Este impresionante historial de visitantes homosexuales en el San Domenico se ha logrado sin necesidad de ninguna discriminación. Ni siquiera hubo que declararlo como hotel gay friendly. Había convivencia, armonía, inteligencia y sobre todo respeto entre personas de diferente condición sexual. Vi a heterosexuales como Liz Taylor y Richard Burton, discutiendo y besándose en la barra del bar, a Tennessee Williams leyendo el periódico y apurando un bourbon de buena mañana, y a Ingrid Bergman esperando en la recepción del hotel al coqueto Cary Grant para salir a tomar una copa en la terraza del Wünderbar. Sólo dio la nota Truman Capote, borracho y poniéndose grosero con algunas señoras, hasta que Peter Ustinov le soltó dos bofetones en mitad del comedor. A toda esta gente, homos, heteros y bisexuales, los vi en el San Domenico con los ojos cerrados.

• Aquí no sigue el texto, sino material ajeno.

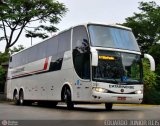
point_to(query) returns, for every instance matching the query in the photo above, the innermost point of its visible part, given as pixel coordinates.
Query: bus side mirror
(94, 57)
(151, 60)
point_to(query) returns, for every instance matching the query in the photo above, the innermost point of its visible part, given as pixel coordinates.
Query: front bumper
(116, 98)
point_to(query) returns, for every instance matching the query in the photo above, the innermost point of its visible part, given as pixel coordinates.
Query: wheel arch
(68, 85)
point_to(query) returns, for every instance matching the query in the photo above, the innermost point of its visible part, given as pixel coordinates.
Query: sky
(82, 11)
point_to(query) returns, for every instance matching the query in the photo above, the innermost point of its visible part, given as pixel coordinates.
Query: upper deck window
(112, 37)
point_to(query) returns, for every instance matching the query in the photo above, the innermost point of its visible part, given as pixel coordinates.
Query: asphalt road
(82, 114)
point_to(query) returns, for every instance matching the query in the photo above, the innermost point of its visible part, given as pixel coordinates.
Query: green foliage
(4, 57)
(151, 94)
(145, 24)
(17, 16)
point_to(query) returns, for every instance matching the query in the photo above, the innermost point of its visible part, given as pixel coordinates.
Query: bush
(151, 94)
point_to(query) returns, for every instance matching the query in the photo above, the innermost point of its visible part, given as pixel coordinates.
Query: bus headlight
(101, 90)
(139, 92)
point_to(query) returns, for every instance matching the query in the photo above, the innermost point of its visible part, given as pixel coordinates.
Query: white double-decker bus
(89, 63)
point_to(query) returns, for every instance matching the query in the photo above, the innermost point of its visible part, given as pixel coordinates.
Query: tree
(145, 25)
(16, 16)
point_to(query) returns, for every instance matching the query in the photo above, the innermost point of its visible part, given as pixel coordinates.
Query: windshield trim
(137, 49)
(114, 80)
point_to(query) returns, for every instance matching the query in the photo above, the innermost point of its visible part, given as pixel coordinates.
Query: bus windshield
(118, 68)
(112, 37)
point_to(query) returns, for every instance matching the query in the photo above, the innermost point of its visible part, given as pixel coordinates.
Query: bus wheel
(15, 98)
(67, 98)
(21, 98)
(108, 106)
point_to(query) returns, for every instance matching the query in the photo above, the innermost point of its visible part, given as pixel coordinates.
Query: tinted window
(81, 57)
(112, 37)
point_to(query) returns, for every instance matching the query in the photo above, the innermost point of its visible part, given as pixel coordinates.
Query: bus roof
(85, 24)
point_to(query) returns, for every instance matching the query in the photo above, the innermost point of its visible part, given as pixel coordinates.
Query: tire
(108, 106)
(15, 98)
(67, 98)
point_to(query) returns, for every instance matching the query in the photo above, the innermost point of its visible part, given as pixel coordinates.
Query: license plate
(121, 98)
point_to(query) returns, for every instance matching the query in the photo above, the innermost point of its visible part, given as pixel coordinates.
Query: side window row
(50, 47)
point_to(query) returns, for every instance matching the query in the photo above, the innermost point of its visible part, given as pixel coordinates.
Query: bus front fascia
(94, 61)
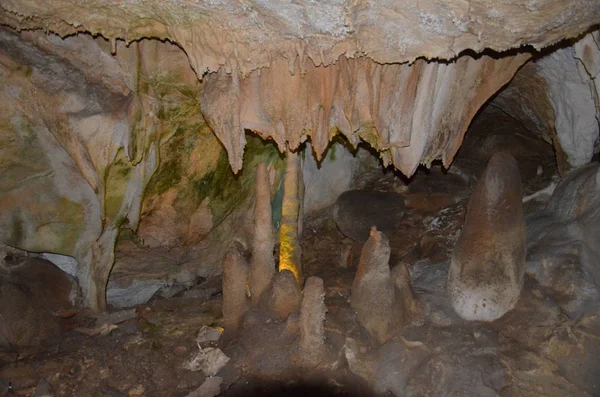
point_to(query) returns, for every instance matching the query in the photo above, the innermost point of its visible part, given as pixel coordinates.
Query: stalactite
(263, 263)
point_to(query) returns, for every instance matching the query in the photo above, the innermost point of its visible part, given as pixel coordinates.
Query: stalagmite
(312, 316)
(235, 276)
(373, 292)
(487, 266)
(409, 307)
(284, 296)
(263, 264)
(290, 255)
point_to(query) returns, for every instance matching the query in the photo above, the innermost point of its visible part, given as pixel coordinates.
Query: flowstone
(488, 263)
(235, 276)
(284, 296)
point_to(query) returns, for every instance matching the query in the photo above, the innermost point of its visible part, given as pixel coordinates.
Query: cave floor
(534, 350)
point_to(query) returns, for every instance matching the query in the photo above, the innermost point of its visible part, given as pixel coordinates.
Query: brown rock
(487, 266)
(312, 317)
(262, 265)
(373, 292)
(284, 296)
(235, 277)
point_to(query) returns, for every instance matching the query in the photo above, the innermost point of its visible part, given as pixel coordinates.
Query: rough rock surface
(284, 295)
(262, 265)
(356, 211)
(312, 315)
(563, 242)
(255, 33)
(406, 111)
(31, 293)
(488, 263)
(556, 97)
(235, 278)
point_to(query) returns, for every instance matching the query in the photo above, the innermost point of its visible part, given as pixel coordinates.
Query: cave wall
(101, 138)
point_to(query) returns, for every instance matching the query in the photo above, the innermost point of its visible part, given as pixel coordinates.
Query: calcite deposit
(487, 269)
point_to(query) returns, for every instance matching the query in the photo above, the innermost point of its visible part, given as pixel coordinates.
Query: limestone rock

Pero al abrirlos he visto en los periódicos y en las televisiones la galería de imágenes que nos deja la semana del Orgullo Gay en nuestro país. He visto desfilar a hombres sodomizando la imagen de Cristo, a mujeres lamiendo el sexo de una virgen con las piernas abiertas, y a un coro de querubines practicando felaciones colectivas. Es cierto que en la Iglesia Católica permanecen ancladas ciertas actitudes propias de la Edad Media, pero eso no justifica que algunos consideren que el respeto por las creencias de los demás es algo parecido a vestir con chaqueta y corbata, que a veces procede, y a veces no. Jamás he tenido prejuicios frente a la homosexualidad. Y al contrario que otros, con los años me voy volviendo inmune al escándalo. En lo que sí noto que me estoy haciendo mayor es en mi creciente aversión al mal gusto, venga de donde venga. Y lugares como el San Domenico no contribuyen a mejorar mi tolerancia frente a la zafiedad.